Diagnosing and Managing Cysts in the KneeFour distinct types of cysts can form in and around the knee requiring medical evaluation and treatment. In this article, surgeons from the New York University Hospital for Joint Diseases in New York City provide a detailed presentation of each one. Background, clinical presentation, differential diagnosis, evaluation, and management are included for each one.
A cyst is defined as an abnormal closed, bladderlike sac (membrane) containing fluid, semifluid, or semisolid matter. The four most common cysts found associated with the knee are popliteal (Baker) cysts, meniscal cysts, proximal tibiofibular joint cysts, and cruciate ligament ganglion cysts. The fluid usually comes from a channel (pathway or connection) between the synovial fluid inside the joint and the cyst.
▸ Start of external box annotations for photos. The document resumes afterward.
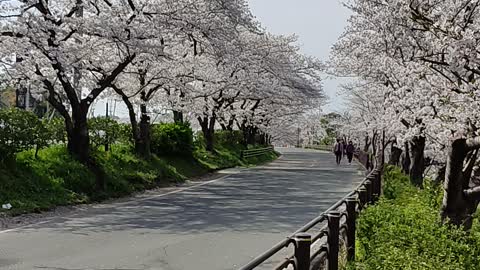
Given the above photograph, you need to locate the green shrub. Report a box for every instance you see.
[0,109,49,162]
[88,117,120,147]
[42,117,67,145]
[352,168,480,270]
[214,130,245,146]
[151,123,193,156]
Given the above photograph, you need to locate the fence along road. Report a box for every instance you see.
[0,148,364,270]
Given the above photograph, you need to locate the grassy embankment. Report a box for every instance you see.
[0,141,278,215]
[348,167,480,270]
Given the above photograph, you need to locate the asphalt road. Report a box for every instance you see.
[0,149,362,270]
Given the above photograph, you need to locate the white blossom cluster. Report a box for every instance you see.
[331,0,480,160]
[0,0,323,139]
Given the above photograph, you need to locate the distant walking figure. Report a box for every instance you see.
[345,141,355,163]
[333,139,343,165]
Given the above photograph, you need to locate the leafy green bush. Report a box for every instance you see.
[0,109,49,162]
[151,123,193,156]
[42,117,67,145]
[214,130,245,146]
[351,167,480,270]
[88,117,121,147]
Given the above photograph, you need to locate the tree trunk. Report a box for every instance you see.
[402,142,411,174]
[135,104,152,159]
[410,136,425,187]
[433,165,447,186]
[65,110,90,163]
[198,116,216,152]
[363,135,371,153]
[65,107,105,191]
[388,144,402,166]
[173,111,183,124]
[441,139,478,230]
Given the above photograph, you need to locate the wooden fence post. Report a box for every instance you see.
[327,212,340,270]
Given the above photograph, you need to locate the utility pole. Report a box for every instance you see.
[105,100,109,152]
[297,127,300,148]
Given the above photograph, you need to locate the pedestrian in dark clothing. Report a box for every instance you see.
[345,141,355,163]
[333,139,343,165]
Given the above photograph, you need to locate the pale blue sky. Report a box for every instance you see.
[249,0,350,111]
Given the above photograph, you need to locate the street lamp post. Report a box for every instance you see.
[15,87,27,109]
[297,128,300,148]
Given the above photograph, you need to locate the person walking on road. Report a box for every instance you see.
[333,139,343,165]
[345,141,355,164]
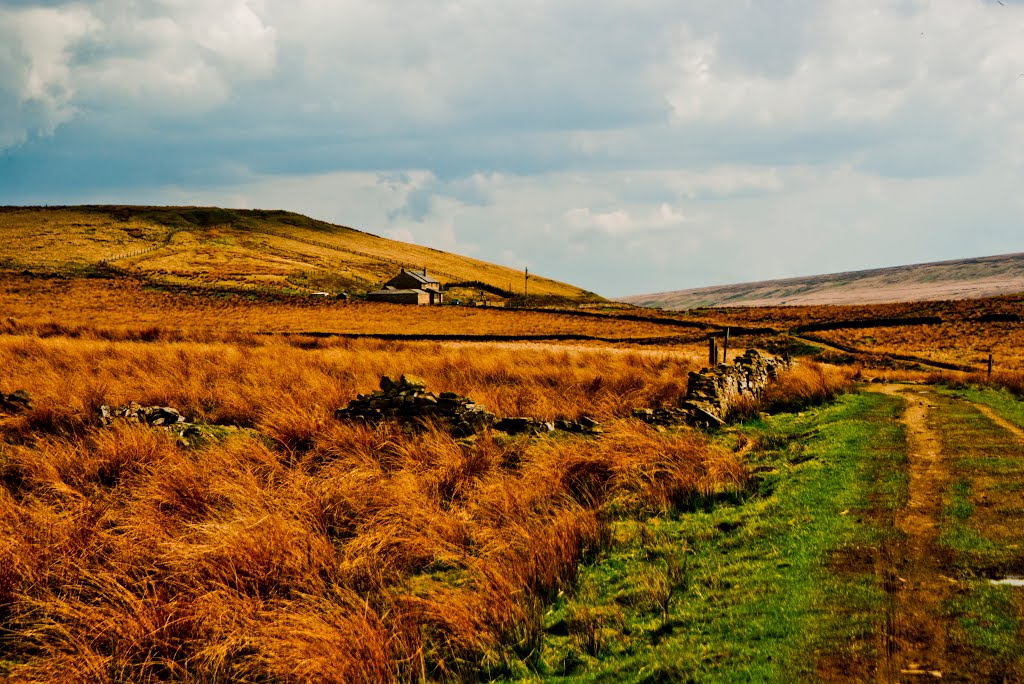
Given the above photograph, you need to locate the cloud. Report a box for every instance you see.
[0,0,1024,294]
[0,7,95,151]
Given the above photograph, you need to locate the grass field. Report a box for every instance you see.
[0,207,600,301]
[0,208,1024,683]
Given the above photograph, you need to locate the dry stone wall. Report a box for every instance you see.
[679,349,781,424]
[633,349,782,427]
[334,375,495,437]
[334,375,601,437]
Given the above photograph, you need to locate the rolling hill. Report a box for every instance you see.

Each of these cysts may have a unique cause and formation but the clinical presentation is usually swelling with limited knee motion. Patient history is important. For example, a previous knee injury or known trauma to the knee cartilage (e.g., meniscus) or any of the knee ligaments has been linked with meniscal cysts.
The patient may or may not have knee pain. When pain is present, it is usually confined to the joint line, which aids the examiner in looking for the cause. Sometimes, there is a palpable mass but more often a distinct entity cannot be felt outside of the joint. If the cyst causes meniscal degeneration or erodes the bone, knee instability may be present.
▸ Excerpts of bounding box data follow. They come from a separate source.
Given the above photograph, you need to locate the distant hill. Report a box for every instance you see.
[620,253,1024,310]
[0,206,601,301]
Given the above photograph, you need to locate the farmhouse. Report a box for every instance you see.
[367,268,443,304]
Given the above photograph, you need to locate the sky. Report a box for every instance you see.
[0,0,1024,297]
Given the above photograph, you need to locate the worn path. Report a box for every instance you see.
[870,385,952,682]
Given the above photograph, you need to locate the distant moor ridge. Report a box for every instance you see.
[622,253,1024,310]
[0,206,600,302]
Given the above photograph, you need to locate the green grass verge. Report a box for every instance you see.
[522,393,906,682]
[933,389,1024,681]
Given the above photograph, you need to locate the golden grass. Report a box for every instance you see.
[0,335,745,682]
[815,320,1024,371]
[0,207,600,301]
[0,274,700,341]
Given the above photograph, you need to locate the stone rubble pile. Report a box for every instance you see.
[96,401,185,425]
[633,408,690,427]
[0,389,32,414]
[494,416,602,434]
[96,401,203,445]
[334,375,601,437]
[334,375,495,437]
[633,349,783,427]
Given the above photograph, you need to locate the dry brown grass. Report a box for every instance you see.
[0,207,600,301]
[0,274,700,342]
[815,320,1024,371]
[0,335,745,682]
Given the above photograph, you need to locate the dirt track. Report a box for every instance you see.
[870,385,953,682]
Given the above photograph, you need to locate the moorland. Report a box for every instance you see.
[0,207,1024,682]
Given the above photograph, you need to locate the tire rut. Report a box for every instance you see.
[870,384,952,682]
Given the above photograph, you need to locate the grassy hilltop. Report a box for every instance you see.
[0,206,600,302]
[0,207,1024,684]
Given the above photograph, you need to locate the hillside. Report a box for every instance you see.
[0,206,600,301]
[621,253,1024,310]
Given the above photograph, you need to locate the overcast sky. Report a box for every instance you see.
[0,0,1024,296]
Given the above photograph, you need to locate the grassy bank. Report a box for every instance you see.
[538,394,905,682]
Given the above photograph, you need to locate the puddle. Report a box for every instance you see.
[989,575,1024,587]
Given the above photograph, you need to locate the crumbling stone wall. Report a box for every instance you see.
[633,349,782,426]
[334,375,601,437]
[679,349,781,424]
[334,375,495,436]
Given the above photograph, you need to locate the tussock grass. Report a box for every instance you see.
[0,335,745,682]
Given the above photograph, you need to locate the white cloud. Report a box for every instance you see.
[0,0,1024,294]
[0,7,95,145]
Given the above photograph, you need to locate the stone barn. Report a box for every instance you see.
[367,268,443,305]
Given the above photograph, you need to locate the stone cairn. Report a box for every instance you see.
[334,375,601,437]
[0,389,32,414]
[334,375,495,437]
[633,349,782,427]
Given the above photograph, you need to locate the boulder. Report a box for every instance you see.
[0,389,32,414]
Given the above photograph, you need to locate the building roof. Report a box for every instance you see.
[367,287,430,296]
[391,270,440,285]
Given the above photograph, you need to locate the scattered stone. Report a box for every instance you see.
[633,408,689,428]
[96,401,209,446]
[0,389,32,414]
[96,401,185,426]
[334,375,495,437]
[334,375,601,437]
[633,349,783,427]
Because knee swelling can be a symptom of bursitis, tumors, blood clots, hematomas, and aneurysms (or other vascular problems), it cannot be assumed that the problem is a cyst. Clinical tests specific for each type of cysts may be performed. But the final diagnosis often requires special tests. Diagnostic tests available to the physician include X-rays, arteriography, ultrasound, CT scans, or MRIs. The pros and cons of each test procedure are reviewed for each type of cyst. Examples of each type of imaging study used to diagnose different types of cysts are presented.
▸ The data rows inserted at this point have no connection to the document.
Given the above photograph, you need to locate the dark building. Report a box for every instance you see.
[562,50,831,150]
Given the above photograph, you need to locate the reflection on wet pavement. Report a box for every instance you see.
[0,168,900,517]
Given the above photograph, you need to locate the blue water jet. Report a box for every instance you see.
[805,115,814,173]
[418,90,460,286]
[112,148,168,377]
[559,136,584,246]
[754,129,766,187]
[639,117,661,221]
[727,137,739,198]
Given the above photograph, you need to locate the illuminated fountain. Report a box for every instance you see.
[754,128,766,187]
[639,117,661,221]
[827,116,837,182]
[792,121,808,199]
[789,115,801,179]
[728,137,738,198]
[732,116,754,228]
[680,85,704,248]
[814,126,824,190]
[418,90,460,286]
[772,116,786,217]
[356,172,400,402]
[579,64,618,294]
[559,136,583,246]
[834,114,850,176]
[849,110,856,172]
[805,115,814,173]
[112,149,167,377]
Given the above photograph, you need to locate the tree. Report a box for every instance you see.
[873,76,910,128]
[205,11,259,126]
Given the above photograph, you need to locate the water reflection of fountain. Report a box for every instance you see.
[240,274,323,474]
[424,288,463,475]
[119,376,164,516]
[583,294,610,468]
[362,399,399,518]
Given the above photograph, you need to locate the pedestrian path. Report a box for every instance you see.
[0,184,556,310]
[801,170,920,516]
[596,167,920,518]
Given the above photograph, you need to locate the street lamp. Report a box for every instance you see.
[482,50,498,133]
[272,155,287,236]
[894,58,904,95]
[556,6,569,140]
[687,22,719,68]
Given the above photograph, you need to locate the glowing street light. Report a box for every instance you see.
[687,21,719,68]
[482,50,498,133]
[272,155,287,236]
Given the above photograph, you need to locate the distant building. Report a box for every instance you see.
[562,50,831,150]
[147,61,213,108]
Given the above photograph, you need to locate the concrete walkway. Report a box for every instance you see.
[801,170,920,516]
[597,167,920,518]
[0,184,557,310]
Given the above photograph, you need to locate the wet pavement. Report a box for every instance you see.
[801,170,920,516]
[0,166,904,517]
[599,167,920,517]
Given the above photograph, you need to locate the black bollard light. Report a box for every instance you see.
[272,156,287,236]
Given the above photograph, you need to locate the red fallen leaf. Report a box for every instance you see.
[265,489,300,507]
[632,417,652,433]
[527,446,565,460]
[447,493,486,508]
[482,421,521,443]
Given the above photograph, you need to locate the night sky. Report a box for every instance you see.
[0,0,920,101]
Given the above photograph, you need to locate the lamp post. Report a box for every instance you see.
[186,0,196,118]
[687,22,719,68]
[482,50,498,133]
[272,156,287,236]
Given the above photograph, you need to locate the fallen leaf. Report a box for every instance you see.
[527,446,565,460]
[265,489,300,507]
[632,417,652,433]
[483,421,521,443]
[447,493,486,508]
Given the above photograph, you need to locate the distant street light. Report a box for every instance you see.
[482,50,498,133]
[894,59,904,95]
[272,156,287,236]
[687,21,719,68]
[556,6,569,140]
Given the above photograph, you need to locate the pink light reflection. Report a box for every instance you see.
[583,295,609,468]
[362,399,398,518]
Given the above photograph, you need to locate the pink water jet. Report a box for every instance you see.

Cysts can be very benign (do not cause serious problems) and self-limiting (go away without treatment). But more often, they cause enough symptoms that treatment is required. Arthroscopic surgery may be needed to remove the cyst, end the connection between the cysts and the joint, and repair damage to the knee. In some cases, invasive surgery can be avoided. The physician can aspirate (use a needle to withdraw the fluid) the cyst.
The prognosis for most knee cysts is good. With aspiration or surgical removal, most cysts do not recur. The key to good recovery is an accurate diagnosis. Management depends on the type of cyst and of course, making sure there isn't a more serious underlying problem (e.g., tumor). The diagnosis can be very challenging. The detailed information in this article differentiating one cyst from another will aid the physician.
Drew Stein, MD, et al. Cysts About the Knee: Evaluation and Management. In The Journal of the American Academy of Orthopaedic Surgeons. August 2013. Vol. 21. No. 8. Pp. 469-479.